Está Ricky, venezolano, que trajinó por medio continente, hasta que sentó cabeza en este lugar. Abrió un bar-restaurante y hospedaje, formó familia y ahora aloja a errantes como él para darles cobija y amistad. O Vito, un sesentero con cara de iguana vieja como la de Iggy Pop, quien detrás de unos lentes de sol que le cubren media cara, contesta mi “hola” con un gesto lúdico de pulgar y meñique extendido. Sus cabañas son las más antiguas del lugar. Ahora trabaja para sus hijos y por si lo agarra una enfermedad. Porque si por él fuera, se la pasaría todo el día en el mar corriendo olas como en los setentas, cuando llegó fugando de una historia que no termina de confesar.

La lista continúa: Juliette y Amandine, un par de atractivas hermanas francesas, la primera muy fiestera y coqueta, la segunda vegetariana y obsesiva con la salud. Evidentemente congenio con Juliette. Intuyo que no le caigo nada bien a Amandine. Me mira muy feo, especialmente cuando le pregunto a su hermana si quiere tomarse un vino conmigo. No una copa, sino una botella. Juliette dice que sí. También está una pareja de colombianos artesanos, muy simpáticos ellos, que tras muchas cervezas deslizan sin querer, sumamente entusiasmados por la euforia blanquecina que inhalan, su secreto mejor guardado: son ex traficantes de esmeraldas. Conozco a Sergio, un ecuatoriano muy informado y parlanchín que me cuenta que Montañita fue declarado en 1998 zona de interés acústico marítimo. Paradójicamente, mi sentido acústico y visual se concentra en la aparición de Priyanka: una mujer bendecida por una delicada belleza exótica, con 24 años de bella vida, nacida en el Reino Unido, de padre inglés y madre india. Viaja hace cuatro años por el mundo y ahora se gana la vida haciendo piruetas con fuego o vendiendo artesanía. Conversamos largas horas, entre copas de ron barato y cielo estrellado. Nos miramos a los ojos y me entusiasmo. Avisoro una noche inolvidable. La noche avanza y el mundo sigue dando vueltas. Mi cabeza empieza a dar vueltas también. En algún momento, la euforia embotellada y la embriaguez me hacen perderla de vista. Se escurre mi gran oportunidad por borrachín. Me quedo dormido.

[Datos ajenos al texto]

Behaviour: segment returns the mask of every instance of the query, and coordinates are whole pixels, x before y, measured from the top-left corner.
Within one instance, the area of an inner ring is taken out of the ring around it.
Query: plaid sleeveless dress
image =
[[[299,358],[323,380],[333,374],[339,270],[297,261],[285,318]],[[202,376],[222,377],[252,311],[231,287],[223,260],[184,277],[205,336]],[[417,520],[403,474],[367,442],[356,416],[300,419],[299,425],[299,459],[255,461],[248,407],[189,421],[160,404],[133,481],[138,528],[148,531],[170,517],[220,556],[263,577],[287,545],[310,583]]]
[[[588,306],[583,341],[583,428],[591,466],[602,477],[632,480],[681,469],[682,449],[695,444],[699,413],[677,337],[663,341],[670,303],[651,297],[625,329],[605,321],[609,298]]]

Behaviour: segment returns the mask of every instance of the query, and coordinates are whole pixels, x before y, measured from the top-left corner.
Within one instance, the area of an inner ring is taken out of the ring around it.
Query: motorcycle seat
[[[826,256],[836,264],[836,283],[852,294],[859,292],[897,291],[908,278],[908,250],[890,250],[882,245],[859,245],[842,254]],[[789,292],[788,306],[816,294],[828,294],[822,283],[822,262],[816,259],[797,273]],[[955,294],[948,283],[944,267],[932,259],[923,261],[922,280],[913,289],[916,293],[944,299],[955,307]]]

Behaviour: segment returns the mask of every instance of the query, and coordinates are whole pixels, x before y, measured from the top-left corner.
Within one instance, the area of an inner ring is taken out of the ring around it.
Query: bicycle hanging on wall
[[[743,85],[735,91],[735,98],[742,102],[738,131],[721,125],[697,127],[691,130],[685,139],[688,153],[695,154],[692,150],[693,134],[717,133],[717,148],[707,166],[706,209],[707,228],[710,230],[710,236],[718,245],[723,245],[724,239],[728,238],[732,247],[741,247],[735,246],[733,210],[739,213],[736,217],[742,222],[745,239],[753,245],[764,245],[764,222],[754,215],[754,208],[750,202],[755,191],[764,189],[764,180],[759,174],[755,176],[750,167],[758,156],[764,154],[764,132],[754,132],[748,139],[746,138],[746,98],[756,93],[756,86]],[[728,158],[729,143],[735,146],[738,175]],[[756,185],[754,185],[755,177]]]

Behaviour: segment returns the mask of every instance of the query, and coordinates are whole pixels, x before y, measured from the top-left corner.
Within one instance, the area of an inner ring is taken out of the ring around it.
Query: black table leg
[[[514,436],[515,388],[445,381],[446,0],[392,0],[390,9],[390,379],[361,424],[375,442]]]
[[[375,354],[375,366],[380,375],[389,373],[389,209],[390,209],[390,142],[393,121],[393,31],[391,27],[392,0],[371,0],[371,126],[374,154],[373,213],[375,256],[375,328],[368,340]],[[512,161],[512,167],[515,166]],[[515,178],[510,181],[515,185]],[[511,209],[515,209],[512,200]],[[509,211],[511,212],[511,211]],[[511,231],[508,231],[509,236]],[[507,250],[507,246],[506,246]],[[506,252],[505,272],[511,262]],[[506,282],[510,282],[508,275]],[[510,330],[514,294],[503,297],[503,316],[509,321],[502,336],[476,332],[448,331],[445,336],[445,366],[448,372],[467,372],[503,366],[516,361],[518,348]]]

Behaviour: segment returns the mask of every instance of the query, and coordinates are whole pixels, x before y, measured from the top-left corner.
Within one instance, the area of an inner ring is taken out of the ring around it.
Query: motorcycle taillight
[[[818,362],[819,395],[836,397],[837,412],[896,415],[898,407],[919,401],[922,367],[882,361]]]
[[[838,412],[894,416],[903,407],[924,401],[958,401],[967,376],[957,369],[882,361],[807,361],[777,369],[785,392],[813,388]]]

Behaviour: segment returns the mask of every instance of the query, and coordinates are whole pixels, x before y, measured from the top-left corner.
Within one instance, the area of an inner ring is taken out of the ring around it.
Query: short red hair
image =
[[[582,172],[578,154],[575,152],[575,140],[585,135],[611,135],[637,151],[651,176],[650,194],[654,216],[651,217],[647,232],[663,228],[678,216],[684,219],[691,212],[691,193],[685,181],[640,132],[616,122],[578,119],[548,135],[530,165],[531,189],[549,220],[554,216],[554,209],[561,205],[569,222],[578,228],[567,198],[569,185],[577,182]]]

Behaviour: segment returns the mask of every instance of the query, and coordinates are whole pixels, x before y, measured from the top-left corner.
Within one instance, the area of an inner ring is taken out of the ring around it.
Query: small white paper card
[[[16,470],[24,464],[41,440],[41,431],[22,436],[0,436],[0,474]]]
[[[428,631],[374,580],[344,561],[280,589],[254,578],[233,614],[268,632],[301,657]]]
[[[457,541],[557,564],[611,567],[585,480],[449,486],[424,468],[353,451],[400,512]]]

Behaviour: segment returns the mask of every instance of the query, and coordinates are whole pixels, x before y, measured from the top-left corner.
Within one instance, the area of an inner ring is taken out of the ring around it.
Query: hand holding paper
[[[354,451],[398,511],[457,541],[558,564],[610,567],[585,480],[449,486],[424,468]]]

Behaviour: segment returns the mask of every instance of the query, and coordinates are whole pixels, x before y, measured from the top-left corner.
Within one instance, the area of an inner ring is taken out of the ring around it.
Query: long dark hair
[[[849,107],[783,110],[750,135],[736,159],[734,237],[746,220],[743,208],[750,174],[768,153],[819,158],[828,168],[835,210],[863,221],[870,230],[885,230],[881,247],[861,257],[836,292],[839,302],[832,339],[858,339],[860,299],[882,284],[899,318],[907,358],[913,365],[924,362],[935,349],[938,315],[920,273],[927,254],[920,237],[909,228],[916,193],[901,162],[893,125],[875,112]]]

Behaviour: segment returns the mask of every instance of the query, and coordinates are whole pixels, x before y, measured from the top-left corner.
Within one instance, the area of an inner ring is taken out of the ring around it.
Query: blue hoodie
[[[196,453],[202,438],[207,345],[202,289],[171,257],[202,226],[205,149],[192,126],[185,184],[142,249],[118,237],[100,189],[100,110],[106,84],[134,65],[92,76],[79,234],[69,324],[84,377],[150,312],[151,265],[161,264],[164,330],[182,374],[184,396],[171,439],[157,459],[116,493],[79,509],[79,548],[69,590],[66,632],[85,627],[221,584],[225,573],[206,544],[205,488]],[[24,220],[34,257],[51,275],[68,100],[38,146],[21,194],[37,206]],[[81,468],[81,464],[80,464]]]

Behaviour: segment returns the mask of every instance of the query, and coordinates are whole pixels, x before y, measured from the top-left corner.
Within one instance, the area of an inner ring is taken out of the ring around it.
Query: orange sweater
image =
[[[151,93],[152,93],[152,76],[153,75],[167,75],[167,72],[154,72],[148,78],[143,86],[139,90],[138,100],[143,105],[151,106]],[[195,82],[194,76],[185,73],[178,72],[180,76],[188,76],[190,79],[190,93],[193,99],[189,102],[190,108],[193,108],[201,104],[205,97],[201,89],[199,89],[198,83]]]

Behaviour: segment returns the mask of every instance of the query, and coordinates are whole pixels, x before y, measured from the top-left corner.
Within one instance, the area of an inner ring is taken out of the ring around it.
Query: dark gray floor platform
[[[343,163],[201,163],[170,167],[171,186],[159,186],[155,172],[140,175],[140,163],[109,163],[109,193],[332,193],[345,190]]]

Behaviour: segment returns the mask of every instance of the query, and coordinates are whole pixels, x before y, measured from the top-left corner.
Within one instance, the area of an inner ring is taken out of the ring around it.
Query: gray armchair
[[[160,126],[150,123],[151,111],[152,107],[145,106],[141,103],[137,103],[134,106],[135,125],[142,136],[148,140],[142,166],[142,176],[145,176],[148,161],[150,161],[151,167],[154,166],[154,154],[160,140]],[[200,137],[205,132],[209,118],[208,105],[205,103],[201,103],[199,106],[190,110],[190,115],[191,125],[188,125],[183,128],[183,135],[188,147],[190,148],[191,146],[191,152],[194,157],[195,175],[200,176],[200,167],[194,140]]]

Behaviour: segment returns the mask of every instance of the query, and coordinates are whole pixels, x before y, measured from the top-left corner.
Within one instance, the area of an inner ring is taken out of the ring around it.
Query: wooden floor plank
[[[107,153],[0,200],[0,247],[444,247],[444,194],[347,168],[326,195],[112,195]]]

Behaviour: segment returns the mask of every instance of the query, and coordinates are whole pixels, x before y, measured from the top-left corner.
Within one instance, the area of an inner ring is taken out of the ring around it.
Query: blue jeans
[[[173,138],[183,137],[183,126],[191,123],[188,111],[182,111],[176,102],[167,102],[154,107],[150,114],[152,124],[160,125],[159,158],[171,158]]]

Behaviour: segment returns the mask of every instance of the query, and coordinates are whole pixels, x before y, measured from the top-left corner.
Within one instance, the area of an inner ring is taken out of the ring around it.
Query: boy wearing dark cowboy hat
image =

Al día siguiente amanezco en la playa, echado sobre suave arena y con un ligero dolor de cabeza. Estoy mal herido porque hasta la brisa duele. Ni rastro de Priyanka. A lo mejor todo fue un sueño. Es hora de seguir camino, pienso resignado, antes que yo también me quede para siempre en este paraíso.

 

Quito, la sierra culta y hermosa 

El camino hacia la capital de Ecuador es serpenteante y cuesta arriba. Algunos afirman que es el más peligroso del país, especialmente desde Santo Domingo de los Colorados, por la cual se asciende (o desciende, según el sentido del viaje) unos tres mil metros, entre pendientes, neblina y precipicios. Tomo un autobús desde Bahía de Caráquez, una ciudad que nació cerca al estuario Chone, donde los manglares han sido parcialmente destruidos por la boyante industria del camarón. Desde aquí, por unos diez dólares y ocho horas de viaje nocturno, llegaré a Quito. Dejo atrás la costa y algunos lugares inolvidables como el apacible Puerto López, situado en una bahía con forma de herradura; la naturaleza envidiable del Parque Nacional Machalilla, desde donde se observa a las ballenas jorobadas durante sus rutas migratorias de un hemisferio al otro, y esa playa magnífica conocida como De Los Frailes. También Manta y su bullicio portuario que se entremezcla con la vida nocturna de su Malecón Escénico, y Jipijapa, célebre cuna de la industria artesanal de los sombreros de Panamá.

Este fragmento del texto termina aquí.